The claim is that if $f$ and $g$ are polynomials in one variable (i.e., in one indeterminate) with coefficients in a field (e.g., with rational coefficients), and if $g$ is not the zero polynomial, then there exist unique polynomials $q$ and $r$, with $\deg r < \deg g$, such that
$$
f = qg + r.
$$
The preceding equation expresses equality of polynomials as abstract algebraic entities.
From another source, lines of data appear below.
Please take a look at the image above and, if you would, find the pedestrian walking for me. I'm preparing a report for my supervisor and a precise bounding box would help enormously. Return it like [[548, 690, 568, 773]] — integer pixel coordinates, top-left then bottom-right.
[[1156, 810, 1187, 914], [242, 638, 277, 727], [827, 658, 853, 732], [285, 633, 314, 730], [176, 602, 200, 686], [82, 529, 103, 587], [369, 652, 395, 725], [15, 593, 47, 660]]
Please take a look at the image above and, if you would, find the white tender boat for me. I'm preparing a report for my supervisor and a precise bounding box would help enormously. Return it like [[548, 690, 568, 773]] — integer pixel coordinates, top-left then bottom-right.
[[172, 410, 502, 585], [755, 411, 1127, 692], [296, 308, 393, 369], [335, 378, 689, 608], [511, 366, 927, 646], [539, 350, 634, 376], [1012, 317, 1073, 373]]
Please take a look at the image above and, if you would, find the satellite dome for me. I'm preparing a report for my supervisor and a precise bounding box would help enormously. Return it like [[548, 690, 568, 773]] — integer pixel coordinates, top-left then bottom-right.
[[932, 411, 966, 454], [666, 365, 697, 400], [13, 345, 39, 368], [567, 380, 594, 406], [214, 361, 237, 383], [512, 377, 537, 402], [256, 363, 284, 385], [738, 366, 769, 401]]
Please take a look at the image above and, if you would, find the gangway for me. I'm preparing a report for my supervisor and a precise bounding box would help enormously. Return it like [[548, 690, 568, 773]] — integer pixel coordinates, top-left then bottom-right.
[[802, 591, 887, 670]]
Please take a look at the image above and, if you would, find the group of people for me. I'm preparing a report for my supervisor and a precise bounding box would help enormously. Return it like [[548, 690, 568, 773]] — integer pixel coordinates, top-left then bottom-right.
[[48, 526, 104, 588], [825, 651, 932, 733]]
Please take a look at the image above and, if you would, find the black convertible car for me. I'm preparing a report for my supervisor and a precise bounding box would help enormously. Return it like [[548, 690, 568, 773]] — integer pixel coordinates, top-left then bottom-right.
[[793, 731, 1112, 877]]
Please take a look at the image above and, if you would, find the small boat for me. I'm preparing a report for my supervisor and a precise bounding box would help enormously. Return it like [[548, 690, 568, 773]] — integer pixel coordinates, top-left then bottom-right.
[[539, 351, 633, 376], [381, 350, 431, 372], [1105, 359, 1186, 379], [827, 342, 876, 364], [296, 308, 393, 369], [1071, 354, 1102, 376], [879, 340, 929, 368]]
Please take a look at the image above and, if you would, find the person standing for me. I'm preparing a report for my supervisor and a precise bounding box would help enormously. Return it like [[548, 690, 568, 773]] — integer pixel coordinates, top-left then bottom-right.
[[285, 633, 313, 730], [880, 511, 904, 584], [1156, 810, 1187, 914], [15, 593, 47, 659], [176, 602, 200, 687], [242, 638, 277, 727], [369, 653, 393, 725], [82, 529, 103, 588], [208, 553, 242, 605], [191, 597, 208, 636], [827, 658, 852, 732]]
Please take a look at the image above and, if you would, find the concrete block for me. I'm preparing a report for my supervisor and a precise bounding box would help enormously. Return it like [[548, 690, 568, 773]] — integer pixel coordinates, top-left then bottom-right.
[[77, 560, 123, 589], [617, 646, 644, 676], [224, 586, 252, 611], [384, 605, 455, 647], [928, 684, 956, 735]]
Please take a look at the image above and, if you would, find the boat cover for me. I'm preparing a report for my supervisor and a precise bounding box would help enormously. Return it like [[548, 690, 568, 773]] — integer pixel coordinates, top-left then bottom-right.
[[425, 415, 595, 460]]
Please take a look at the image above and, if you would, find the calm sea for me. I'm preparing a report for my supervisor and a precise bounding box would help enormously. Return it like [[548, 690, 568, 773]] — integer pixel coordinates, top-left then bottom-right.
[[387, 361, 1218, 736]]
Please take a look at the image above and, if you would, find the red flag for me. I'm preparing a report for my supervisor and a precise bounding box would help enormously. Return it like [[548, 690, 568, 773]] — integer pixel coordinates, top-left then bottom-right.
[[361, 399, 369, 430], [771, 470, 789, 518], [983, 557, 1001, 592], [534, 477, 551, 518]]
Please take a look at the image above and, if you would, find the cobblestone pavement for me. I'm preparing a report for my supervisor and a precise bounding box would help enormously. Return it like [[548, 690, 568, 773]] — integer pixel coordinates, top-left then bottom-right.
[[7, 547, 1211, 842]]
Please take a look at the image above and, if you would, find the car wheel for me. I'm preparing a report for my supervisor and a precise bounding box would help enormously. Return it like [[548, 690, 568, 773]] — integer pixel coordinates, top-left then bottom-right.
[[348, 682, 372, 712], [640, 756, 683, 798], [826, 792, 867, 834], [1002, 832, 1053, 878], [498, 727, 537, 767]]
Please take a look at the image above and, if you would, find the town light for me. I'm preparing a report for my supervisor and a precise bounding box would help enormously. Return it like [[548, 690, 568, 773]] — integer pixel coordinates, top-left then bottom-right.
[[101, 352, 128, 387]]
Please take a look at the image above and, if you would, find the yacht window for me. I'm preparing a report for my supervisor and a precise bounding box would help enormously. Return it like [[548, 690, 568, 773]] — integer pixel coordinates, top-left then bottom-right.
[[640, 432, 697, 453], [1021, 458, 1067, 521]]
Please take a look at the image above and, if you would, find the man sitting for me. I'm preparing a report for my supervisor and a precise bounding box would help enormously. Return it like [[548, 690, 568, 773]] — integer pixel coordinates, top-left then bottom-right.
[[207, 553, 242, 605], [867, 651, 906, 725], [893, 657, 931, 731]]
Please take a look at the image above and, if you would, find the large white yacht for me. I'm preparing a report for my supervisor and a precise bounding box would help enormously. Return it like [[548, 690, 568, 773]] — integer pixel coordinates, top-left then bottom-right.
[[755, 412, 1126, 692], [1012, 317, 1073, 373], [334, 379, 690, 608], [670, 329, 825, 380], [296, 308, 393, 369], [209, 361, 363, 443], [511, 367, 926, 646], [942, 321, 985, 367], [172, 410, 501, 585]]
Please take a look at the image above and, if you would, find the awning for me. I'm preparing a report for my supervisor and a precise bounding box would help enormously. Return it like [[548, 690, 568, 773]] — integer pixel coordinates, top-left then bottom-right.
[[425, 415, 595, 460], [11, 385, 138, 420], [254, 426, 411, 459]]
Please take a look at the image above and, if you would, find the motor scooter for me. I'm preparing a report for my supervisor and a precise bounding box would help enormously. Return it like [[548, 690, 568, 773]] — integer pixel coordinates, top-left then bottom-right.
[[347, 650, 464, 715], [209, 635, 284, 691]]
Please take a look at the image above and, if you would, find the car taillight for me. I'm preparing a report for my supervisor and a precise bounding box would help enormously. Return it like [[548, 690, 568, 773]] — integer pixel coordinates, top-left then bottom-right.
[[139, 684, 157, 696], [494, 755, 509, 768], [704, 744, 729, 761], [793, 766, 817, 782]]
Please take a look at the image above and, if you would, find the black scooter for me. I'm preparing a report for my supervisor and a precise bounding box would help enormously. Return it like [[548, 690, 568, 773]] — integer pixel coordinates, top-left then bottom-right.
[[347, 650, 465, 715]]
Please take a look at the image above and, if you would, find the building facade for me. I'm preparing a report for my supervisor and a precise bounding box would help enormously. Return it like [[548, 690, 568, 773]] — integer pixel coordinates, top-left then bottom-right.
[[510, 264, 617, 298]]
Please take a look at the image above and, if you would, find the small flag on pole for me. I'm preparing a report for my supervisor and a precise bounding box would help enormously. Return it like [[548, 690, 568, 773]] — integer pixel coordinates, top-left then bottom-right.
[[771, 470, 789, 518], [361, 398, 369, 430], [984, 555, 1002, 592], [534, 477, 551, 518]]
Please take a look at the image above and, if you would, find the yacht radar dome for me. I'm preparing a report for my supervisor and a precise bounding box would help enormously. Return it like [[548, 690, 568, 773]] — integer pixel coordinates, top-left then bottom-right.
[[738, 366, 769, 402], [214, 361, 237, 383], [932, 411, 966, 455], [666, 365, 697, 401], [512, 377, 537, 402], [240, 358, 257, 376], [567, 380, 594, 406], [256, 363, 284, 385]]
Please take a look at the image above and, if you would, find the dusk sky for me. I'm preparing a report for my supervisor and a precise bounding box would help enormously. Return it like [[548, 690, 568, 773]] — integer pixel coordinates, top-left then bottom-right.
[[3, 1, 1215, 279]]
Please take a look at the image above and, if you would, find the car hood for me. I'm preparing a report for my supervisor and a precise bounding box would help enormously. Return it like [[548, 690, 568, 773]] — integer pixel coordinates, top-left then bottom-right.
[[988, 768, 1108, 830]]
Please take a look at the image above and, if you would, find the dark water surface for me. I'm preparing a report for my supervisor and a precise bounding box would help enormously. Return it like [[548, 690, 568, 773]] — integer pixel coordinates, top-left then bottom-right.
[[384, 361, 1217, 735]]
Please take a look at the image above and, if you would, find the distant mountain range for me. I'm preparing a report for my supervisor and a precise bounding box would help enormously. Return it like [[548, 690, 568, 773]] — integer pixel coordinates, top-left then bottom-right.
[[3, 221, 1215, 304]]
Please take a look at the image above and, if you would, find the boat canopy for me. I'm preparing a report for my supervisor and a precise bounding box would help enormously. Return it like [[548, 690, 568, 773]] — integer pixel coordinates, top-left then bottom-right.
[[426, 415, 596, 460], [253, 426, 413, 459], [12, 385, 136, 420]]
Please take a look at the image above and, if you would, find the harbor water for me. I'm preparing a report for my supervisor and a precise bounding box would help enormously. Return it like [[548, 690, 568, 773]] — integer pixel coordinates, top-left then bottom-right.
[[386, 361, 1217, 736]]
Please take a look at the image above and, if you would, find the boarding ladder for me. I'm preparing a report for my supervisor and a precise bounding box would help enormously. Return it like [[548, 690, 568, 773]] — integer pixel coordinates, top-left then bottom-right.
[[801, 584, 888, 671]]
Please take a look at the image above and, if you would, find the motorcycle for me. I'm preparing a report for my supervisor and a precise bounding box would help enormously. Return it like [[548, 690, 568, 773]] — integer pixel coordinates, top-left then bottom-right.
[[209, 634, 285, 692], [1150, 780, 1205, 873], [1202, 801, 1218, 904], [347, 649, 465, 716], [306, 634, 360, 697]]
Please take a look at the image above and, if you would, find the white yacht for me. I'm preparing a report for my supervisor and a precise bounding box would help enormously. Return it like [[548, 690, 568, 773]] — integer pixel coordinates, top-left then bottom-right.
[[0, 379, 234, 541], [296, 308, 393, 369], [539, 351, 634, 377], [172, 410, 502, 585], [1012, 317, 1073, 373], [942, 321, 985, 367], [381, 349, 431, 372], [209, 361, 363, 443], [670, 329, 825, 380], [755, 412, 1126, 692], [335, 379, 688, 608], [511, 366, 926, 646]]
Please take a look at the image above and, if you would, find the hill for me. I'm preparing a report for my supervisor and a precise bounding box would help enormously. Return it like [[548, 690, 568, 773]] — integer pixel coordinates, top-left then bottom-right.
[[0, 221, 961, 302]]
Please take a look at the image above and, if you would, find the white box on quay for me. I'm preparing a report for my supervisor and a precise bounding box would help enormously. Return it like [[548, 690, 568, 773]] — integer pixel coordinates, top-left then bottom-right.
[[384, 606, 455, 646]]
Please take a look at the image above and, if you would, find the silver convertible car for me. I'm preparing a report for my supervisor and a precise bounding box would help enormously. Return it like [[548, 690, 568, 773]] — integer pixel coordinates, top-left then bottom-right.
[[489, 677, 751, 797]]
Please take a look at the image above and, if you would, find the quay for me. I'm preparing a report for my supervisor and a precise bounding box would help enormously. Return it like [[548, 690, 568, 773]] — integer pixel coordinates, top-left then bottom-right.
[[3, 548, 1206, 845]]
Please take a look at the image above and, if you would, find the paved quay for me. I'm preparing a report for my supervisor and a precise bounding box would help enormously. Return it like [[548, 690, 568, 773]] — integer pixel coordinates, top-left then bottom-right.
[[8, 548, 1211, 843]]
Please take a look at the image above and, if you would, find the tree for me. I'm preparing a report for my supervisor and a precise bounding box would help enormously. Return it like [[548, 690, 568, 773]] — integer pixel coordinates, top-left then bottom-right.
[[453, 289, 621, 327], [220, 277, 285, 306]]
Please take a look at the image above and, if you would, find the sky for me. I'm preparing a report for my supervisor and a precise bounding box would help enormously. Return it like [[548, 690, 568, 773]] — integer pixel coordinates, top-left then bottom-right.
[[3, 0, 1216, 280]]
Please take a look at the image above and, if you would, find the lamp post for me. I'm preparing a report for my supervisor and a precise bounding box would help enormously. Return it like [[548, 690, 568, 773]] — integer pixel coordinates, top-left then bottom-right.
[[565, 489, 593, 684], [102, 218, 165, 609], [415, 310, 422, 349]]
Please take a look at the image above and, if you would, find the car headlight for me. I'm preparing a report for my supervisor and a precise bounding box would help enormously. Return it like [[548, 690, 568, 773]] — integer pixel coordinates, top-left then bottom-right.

If you're working with coefficients in a field of characteristic zero (e.g., rational, real, or complex coefficients), it's safe to reformulate the preceding in terms of values of polynomial functions:
$$
f(x) = q(x) g(x) + r(x)
\quad\text{for all $x$.}
\tag{1}
$$
The discussion below uses "function value" language.
Uniqueness is easy: if
$$
q_{1}(x) g(x) + r_{1}(x)
= f(x)
= q_{2}(x) g(x) + r_{2}(x)
\quad\text{for all $x$,}
$$
then $\bigl(q_{1}(x) - q_{2}(x)\bigr) g(x) = r_{2}(x) - r_{1}(x)$. Since the left-hand side is a polynomial multiple of $g$ (hence is either $0$ for all $x$, or is a polynomial of degree at least $\deg g$) and the right-hand side is a polynomial of degree strictly smaller than $\deg g$, each side must be $0$. That is, $q_{1}(x) = q_{2}(x)$ for all $x$, and $r_{1}(x) = r_{2}(x)$ for all $x$.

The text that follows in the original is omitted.